Das Spiel gegen die späteren Turniersieger aus Nottingham gestaltete sich zum Leidwesen der Kölner vergleichsweise deutlich. Trotz kämpferischer Leistungen gab es beim klaren 0:5 nicht viel zu holen.

Als Gruppendritter ging es in den Platzierungsspielen noch um die Plätze neun bis zwölf. Zunächst musste die WG Köln gegen die deutsche Konkurrenz aus Duisburg-Essen nach 2:0-Führung noch ein bitteres 2:3 hinnehmen. Im abschließenden Spiel um den elften Platz setzten sich die Kölner jedoch mit 3:2 gegen die University of Lisbon aus Portugal durch und freuten sich über den versöhnlichen Abschlusssieg.

Starke Leistungen im Individual Turnier

Besser lief es für die Badminton Spezialisten von SpoHo und Uni im Individual-Turnier. Alle sechs Teilnehmer gingen im Einzel und Mixed an den Start. Zudem trat im Herren- und Damendoppel je eine Kölner Paarung an.

Besonders gut lief es dabei für das Mixed, Jan Thiele und Vanessa Seele, sowie für das Herrendoppel, Thilo Mund und Thomas Fuchs. Beide Paarungen zogen souverän ins Viertelfinale ein und durften sich berechtigte Hoffnungen auf die Medaillenplätze machen. Doch sowohl Thiele / Seele als auch Mund / Fuchs unterlagen in der Runde der letzten Acht ihren Gegnern aus der Schweiz. „Wir waren im dritten Satz schon mit 9:4 vorne und müssen das eigentlich nur noch nach Hause fahren. Dann noch zu verlieren, ist einfach sehr ärgerlich“, erklärte Jan Thiele nach dem Mixed-Viertelfinale.

Schock-Diagnose für Sara Janssens

Überschattet wurde der Viertelfinaltag allerdings von einer schlimmen Verletzung im Damendoppel. Beim Stand von 2:2 im zweiten Satz ihres ersten Spiels verdrehte sich Sara Janssens unglücklich das Knie. Nach längerer Behandlungspause stand fest: das Turnier ist für Janssens beendet. Auch ihre Viertelfinalbegegnung im Einzel musste die Kölnerin somit kampflos aufgeben. Nach medizinischer Erstversorgung in der Halle und einem MRT in Köln lautet die schockierende Diagnose: Kreuzbandriss.
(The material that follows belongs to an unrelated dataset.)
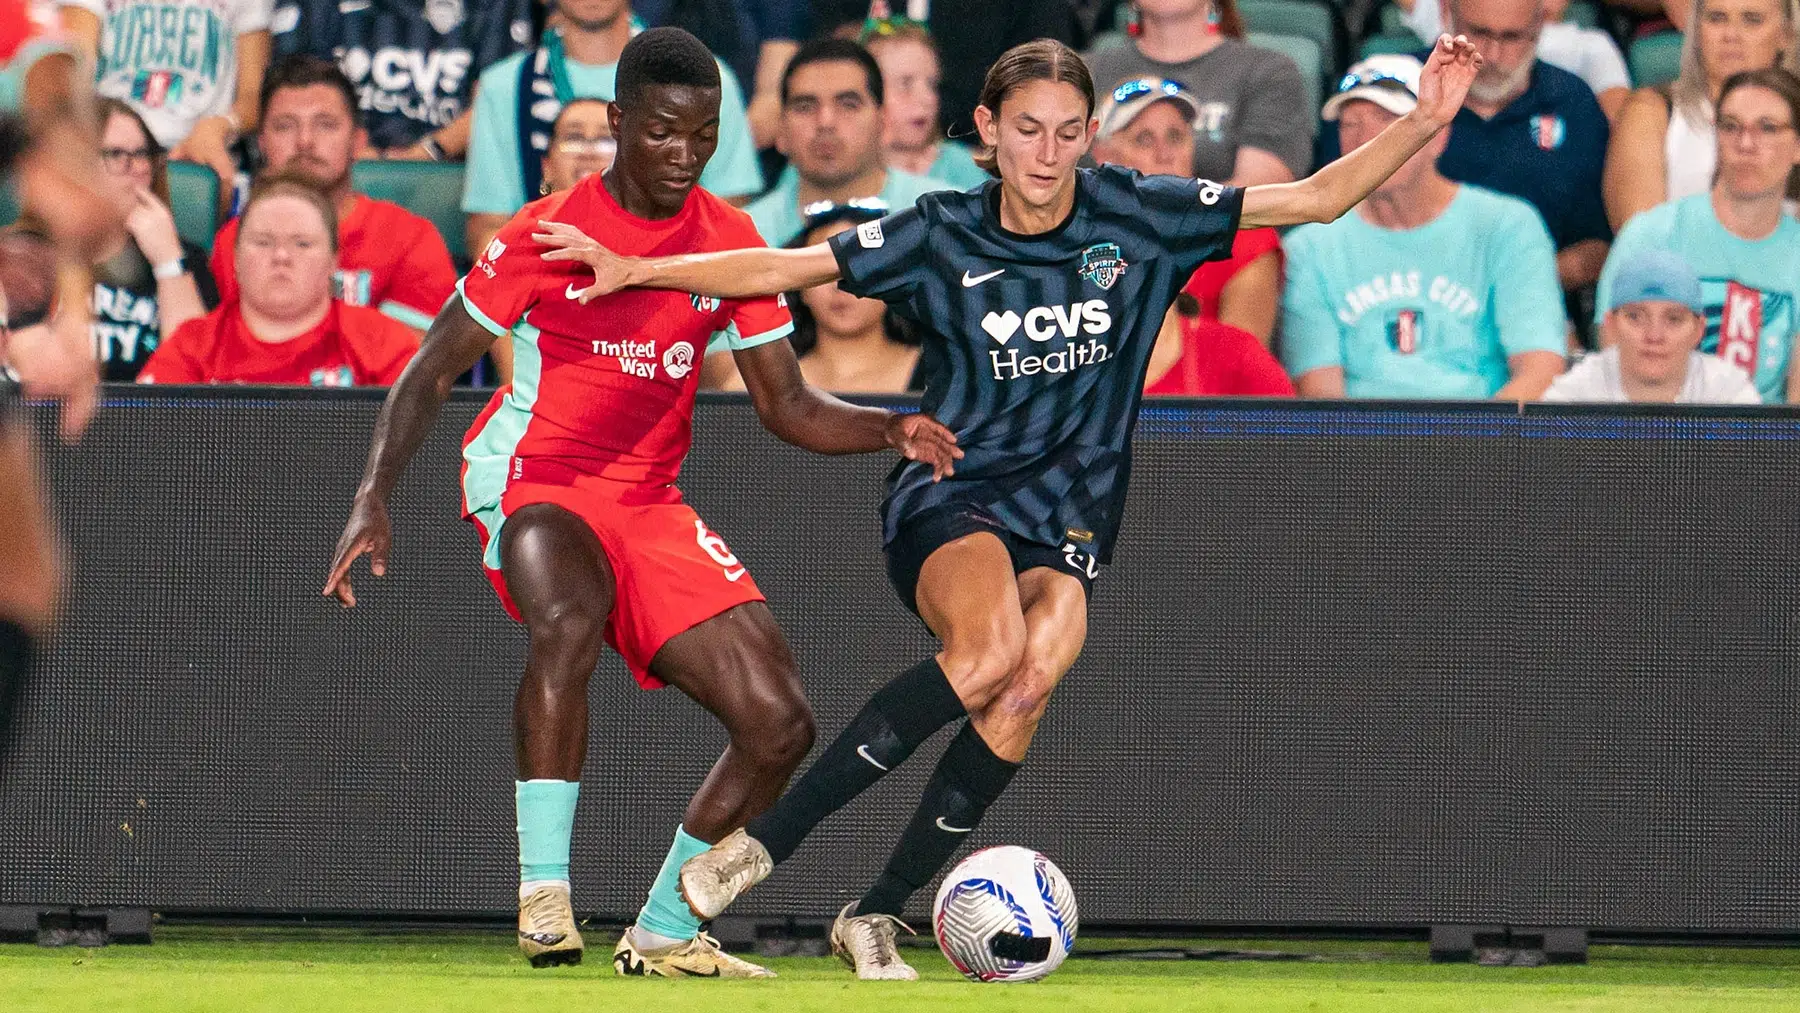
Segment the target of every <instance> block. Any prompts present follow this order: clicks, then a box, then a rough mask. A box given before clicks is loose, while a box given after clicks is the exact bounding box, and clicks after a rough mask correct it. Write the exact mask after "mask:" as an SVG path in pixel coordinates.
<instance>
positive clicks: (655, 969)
mask: <svg viewBox="0 0 1800 1013" xmlns="http://www.w3.org/2000/svg"><path fill="white" fill-rule="evenodd" d="M612 970H616V972H619V973H621V975H634V977H776V972H772V970H769V968H760V966H756V964H752V963H749V961H740V959H738V957H733V955H731V954H727V952H724V950H720V948H718V939H713V937H711V936H707V934H706V932H702V934H698V936H695V937H693V939H688V941H686V943H677V945H673V946H662V948H661V950H639V948H637V945H635V943H632V930H630V928H626V930H625V934H623V936H619V945H617V946H614V950H612Z"/></svg>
„Trotz dieses unglücklichen Abschlusses hatten wir alle eine tolle Woche in Lodz. Jetzt drücken wir die Daumen, dass Sara schnell wieder auf die Beine kommt, und dann greifen wir nächstes Jahr in Belgrad richtig an“, richtete Team-Kapitän Thomas Fuchs den Blick nach vorn. Für die EUSA Games 2020 in Belgrad ist das Kölner Badminton Team durch den Sieg bei den diesjährigen Hochschulmeisterschaften schon jetzt sicher qualifiziert.